Now once you've got PHP to this point, (a runtime container) PHP can itself be 
managed. Ideally PHP would fire up and listen on a management port with a 
pre-configured administrator password. The PHP RAI (Remote administration 
interface) you could connect to this port via some utility and get information 
about the server, such as running applications, memory usage, and do application 
deployments, etc.
This directly leads itself into the next item, PHP application archive format. For 
those out there who write in java as well, most know about WAR and EAR files. 
They are "Web application archive" and "Enterprise archive".
In all reality they are just jar'd (pkzip'd) files with a special extension and a 
specific structure. Inside there is a XML configuration file that explains to the 
server what all the files inside are and how to handle them. These type of files 
are critial to enterprise applications as they speed up the automatic deployment 
process to large server farms.
If PHP had something like this you could package up all your code, graphics, 
special config file, transmit it to the PHP RAI and it would automatically 
uncompress the file and deploy it on the server. Best of all this could be done 
remotely without even needing to login to the server other than having the 
RAI login/password.
These new PHP applications could have custom PHP.ini configuration files for 
each of them that the application server would respect and allow for many 
distinctly different applications to be deployed on the same servers
without having to install multiple apache's or mess with changing runtime 
configuration variables for each application.
This would be very ideal for large web clusters in load balanced environments 
that have 20 servers running the same application or same multiple applications.

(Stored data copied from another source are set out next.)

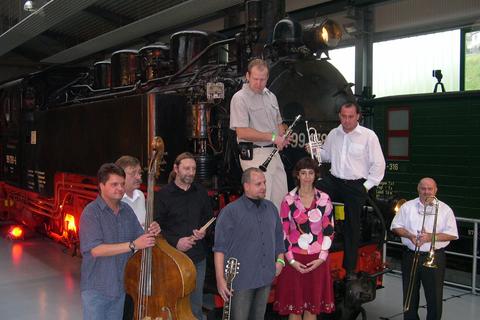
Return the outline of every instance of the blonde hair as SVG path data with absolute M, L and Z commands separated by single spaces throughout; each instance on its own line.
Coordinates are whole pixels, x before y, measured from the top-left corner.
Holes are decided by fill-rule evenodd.
M 253 59 L 252 61 L 250 61 L 248 63 L 248 73 L 251 73 L 252 69 L 255 68 L 255 67 L 258 67 L 259 69 L 265 68 L 265 69 L 267 69 L 267 71 L 269 71 L 268 63 L 265 60 L 262 60 L 262 59 L 259 59 L 259 58 Z
M 140 160 L 135 157 L 125 155 L 118 158 L 117 161 L 115 161 L 115 164 L 125 170 L 127 167 L 140 166 Z

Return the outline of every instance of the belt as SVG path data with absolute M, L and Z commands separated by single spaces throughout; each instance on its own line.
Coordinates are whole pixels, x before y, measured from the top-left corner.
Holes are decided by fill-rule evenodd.
M 412 249 L 410 249 L 410 248 L 408 248 L 408 247 L 405 247 L 405 251 L 408 252 L 408 253 L 410 253 L 410 254 L 414 254 L 414 253 L 415 253 L 415 251 L 413 251 Z M 445 248 L 440 248 L 440 249 L 436 249 L 436 250 L 435 250 L 435 252 L 442 252 L 442 251 L 445 251 Z M 420 252 L 419 252 L 419 255 L 422 256 L 422 257 L 423 257 L 423 256 L 427 256 L 429 252 L 430 252 L 430 251 L 420 251 Z
M 333 174 L 330 174 L 332 176 L 332 178 L 334 178 L 335 180 L 337 181 L 340 181 L 340 182 L 343 182 L 343 183 L 353 183 L 353 182 L 361 182 L 361 183 L 364 183 L 365 181 L 367 181 L 366 179 L 364 178 L 361 178 L 361 179 L 342 179 L 342 178 L 338 178 L 338 177 L 335 177 Z
M 253 145 L 254 148 L 273 148 L 275 147 L 274 144 L 267 144 L 266 146 L 258 146 L 256 144 Z

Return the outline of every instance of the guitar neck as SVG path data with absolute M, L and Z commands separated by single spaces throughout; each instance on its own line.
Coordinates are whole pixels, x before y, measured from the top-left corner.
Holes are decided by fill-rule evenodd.
M 231 292 L 232 291 L 232 282 L 227 282 L 227 288 Z M 223 313 L 222 313 L 222 320 L 230 320 L 230 307 L 232 306 L 232 297 L 223 303 Z

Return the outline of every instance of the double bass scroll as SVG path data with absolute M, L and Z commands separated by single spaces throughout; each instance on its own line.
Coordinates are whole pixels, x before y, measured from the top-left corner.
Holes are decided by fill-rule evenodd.
M 145 226 L 153 222 L 156 169 L 163 157 L 163 140 L 154 139 L 148 169 Z M 137 251 L 125 267 L 125 291 L 134 302 L 134 320 L 194 320 L 190 293 L 195 289 L 195 266 L 160 234 L 155 246 Z

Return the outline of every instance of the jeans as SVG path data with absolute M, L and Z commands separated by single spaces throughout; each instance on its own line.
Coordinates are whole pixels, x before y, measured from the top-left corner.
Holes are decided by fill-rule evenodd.
M 234 291 L 232 296 L 232 320 L 258 320 L 265 317 L 270 286 Z
M 119 320 L 123 316 L 125 293 L 108 297 L 96 290 L 82 291 L 83 320 Z
M 190 294 L 190 304 L 192 306 L 192 313 L 195 318 L 202 320 L 203 318 L 203 283 L 205 282 L 205 269 L 207 261 L 203 259 L 195 264 L 197 271 L 197 283 L 195 290 Z

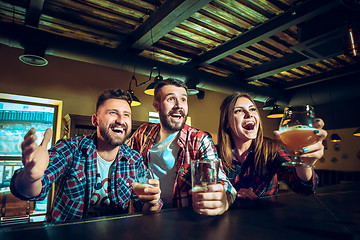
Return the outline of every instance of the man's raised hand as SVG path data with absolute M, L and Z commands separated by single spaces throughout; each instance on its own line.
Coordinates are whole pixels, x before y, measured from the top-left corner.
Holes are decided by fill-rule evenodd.
M 35 133 L 35 129 L 31 128 L 21 143 L 22 162 L 28 178 L 27 180 L 30 182 L 38 181 L 44 175 L 49 164 L 47 145 L 52 137 L 52 130 L 46 129 L 41 144 L 37 145 Z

That capability leads itself into the last section.. Once a deployment format 
has been decided, people can move from using vi, pico, notepad, etc. to edit 
and manage their files, to using some of the advanced apache build applications 
such as ANT. A developer could make changes to PHP source files, tell ANT to 
build and deploy the changes on the development server and it would do just 
that. Perhaps compile first, then package them and transmit them to the RAI 
where they would be hot-deployed and ready to be tested. Then when it's time 
to update the production servers, the developer or someone else just tell ANT 
to deploy on production servers (could be a long list of them) and it will package 
things up, and deploy the PHP application to all of the servers, where they
would be seamlessly hot-deployed without any work at all.
There's alot of potential for growth with PHP.. Hopefully Rasmus and Zeev and 
all the other great PHP developers will have already had some of these ideas 
and be implementing some of them into PHP5 which is already in development.